Even within the trend of metrosexuality, refraining from shaving everything but your face is perfectly acceptable in manworld. And the face only needs to be trimmed just this side of Led Zeppelin. Beckham’s hetero-hairlessness is still shocking and newsworthy.

It’s taken for granted that women shave their legs and their pits, slather colors on their faces, and put their hair through the ringer just to please men — as if such behavior is natural. Men of the heterosexual variety, on the other hand, are socially allowed to let their body forests run rampant and their less-than-perfect skin go unkempt and uncovered. Unshorn women are still crazy-liberal-hippie-communist Earth Mothers with lesbian tendencies. Unshorn men are just scruffy.

Is this double-standard simply a celebration of testosterone, or a cultural relic that encourages men to shirk the labor-intensive duties of maintaining one’s appearance? While many gays may have gone too far (I prefer a well-trimmed garden to no garden at all), perhaps Beckham has the right idea for shocking the hetero-world out of complacency. Maybe more razors and more male cosmetics are and should be on their way. Whatever the aesthetic value, perhaps a shorn bod is worth the culture shock just to equalize the beauty expectations of man and woman.
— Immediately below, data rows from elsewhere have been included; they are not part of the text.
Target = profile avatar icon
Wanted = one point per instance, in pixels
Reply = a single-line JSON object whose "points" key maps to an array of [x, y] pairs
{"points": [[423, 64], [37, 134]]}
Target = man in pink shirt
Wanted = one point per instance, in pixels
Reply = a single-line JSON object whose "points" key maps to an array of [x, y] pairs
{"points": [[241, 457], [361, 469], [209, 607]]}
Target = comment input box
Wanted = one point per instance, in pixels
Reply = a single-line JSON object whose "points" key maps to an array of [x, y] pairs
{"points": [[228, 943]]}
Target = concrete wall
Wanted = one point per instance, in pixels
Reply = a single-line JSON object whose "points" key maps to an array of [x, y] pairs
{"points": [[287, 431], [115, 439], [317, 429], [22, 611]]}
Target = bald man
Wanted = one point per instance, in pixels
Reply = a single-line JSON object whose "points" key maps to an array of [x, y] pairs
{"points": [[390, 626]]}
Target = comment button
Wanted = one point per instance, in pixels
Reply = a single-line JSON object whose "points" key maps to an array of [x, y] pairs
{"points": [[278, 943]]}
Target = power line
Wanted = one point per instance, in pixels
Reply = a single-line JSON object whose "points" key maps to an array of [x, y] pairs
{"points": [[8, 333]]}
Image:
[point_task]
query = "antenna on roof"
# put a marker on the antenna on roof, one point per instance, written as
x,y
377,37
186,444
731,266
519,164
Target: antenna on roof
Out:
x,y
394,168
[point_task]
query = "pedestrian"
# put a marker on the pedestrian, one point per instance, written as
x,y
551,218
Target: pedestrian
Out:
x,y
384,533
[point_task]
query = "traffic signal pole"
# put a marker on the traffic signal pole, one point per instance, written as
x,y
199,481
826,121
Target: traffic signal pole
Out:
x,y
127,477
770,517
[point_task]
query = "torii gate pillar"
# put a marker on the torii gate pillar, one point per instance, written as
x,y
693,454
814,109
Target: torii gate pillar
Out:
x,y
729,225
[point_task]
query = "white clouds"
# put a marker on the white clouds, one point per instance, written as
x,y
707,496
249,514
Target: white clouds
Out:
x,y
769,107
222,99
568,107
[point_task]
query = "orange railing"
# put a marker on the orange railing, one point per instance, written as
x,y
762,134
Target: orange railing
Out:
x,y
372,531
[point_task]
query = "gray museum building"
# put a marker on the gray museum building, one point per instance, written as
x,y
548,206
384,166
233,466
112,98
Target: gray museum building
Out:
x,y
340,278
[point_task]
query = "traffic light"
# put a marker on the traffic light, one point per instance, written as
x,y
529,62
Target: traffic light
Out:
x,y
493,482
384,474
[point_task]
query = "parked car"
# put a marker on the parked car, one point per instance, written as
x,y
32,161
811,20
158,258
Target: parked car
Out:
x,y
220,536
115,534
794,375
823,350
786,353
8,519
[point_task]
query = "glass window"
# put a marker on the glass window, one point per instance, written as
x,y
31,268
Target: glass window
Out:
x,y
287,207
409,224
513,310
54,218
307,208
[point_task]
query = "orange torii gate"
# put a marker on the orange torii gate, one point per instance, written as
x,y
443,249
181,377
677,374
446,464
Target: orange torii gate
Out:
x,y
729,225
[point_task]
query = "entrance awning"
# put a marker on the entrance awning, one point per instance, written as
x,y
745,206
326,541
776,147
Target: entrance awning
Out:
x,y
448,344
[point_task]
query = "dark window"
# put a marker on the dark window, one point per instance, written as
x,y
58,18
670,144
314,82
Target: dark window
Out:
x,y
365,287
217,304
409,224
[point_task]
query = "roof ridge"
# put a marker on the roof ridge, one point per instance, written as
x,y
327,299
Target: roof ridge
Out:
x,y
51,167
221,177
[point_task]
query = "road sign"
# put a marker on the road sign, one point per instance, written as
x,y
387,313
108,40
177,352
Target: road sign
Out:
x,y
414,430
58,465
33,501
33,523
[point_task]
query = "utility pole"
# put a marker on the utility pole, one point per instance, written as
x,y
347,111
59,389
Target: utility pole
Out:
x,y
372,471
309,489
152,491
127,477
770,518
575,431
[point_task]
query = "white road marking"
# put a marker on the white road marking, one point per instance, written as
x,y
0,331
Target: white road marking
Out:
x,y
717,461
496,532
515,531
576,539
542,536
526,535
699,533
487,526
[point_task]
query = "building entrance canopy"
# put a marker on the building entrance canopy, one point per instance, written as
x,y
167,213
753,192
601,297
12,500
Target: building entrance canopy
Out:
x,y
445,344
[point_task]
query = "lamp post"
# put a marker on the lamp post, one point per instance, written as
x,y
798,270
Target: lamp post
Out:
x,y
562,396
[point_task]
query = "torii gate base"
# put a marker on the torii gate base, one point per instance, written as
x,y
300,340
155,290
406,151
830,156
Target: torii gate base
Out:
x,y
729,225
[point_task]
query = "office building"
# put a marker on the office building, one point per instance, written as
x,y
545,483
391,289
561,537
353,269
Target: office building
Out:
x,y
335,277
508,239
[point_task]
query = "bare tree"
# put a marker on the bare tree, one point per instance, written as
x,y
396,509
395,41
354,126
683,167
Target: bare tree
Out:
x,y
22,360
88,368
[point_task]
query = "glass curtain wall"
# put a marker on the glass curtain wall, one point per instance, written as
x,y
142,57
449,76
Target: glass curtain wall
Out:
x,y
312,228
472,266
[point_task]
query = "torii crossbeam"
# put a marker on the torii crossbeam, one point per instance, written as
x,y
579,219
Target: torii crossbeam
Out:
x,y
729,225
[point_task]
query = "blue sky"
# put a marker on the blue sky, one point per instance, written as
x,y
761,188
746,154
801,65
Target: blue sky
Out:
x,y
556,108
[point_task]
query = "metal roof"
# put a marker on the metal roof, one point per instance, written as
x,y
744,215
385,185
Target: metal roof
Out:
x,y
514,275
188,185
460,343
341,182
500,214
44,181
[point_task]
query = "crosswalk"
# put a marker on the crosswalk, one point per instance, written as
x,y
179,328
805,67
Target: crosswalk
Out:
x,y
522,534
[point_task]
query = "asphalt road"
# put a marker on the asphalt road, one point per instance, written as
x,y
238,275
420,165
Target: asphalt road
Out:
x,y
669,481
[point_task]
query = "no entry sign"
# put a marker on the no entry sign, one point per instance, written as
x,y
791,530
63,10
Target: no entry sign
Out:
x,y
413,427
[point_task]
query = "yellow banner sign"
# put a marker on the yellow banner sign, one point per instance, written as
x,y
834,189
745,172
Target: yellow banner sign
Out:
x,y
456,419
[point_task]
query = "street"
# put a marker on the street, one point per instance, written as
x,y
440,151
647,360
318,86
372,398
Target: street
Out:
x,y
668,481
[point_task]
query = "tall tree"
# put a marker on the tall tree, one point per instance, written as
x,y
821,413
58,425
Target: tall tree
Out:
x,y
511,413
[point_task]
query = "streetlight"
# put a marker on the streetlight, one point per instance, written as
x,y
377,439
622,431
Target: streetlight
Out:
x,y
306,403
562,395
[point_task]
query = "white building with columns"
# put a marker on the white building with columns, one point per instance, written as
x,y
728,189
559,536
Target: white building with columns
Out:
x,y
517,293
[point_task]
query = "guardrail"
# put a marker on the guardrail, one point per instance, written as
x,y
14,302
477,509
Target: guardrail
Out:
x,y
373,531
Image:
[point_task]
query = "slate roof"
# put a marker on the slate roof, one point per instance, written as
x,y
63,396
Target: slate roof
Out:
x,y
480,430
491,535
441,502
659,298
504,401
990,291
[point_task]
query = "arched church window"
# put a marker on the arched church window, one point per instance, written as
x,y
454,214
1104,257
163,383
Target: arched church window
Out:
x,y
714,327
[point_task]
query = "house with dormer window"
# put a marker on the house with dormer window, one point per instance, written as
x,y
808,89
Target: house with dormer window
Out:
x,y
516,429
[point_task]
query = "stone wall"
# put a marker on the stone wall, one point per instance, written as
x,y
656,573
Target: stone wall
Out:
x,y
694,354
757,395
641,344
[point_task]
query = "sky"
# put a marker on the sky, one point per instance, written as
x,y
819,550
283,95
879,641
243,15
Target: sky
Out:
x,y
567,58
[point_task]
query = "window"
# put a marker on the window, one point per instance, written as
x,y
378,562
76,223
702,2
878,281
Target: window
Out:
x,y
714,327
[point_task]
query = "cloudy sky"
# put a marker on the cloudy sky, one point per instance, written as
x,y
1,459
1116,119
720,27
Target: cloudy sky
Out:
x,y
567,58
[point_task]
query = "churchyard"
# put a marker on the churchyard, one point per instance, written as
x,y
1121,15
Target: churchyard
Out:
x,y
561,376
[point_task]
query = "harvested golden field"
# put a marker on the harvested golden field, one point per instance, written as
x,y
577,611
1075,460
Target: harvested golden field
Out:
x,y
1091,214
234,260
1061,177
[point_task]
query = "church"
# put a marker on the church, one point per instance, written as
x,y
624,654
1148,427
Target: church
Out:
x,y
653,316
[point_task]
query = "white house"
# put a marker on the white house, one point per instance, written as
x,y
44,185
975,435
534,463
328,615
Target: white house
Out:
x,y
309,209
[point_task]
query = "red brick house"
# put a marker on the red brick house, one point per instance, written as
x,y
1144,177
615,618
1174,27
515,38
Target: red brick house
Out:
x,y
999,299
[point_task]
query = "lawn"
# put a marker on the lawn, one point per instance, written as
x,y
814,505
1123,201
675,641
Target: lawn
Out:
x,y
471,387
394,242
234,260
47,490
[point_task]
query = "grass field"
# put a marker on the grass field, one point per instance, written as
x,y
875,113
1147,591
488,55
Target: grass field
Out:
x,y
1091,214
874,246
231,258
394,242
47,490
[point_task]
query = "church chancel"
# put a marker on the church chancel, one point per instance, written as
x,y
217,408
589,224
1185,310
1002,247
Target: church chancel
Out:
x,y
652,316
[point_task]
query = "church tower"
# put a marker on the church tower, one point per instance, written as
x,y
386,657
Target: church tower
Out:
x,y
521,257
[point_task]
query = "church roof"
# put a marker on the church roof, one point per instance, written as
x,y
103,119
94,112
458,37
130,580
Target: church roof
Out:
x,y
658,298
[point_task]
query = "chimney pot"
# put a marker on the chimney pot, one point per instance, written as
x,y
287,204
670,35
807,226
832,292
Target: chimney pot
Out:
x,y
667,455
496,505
Is the straight world ready for the consequences? The shearing of gay men is one story. They know what an attractive man looks like, and they’ll all attempt to be their own ideal mate in order to attract him. With straight folks like Beckham, though, gender politics, equality and the niceties of chivalry add another dimension entirely.

My editor simplifies the argument beautifully: “Whatever. I just don’t want to have to compete with a man to get my pedicure.”

Chad Callaghan would give up his favorite mansweater for a pedicure.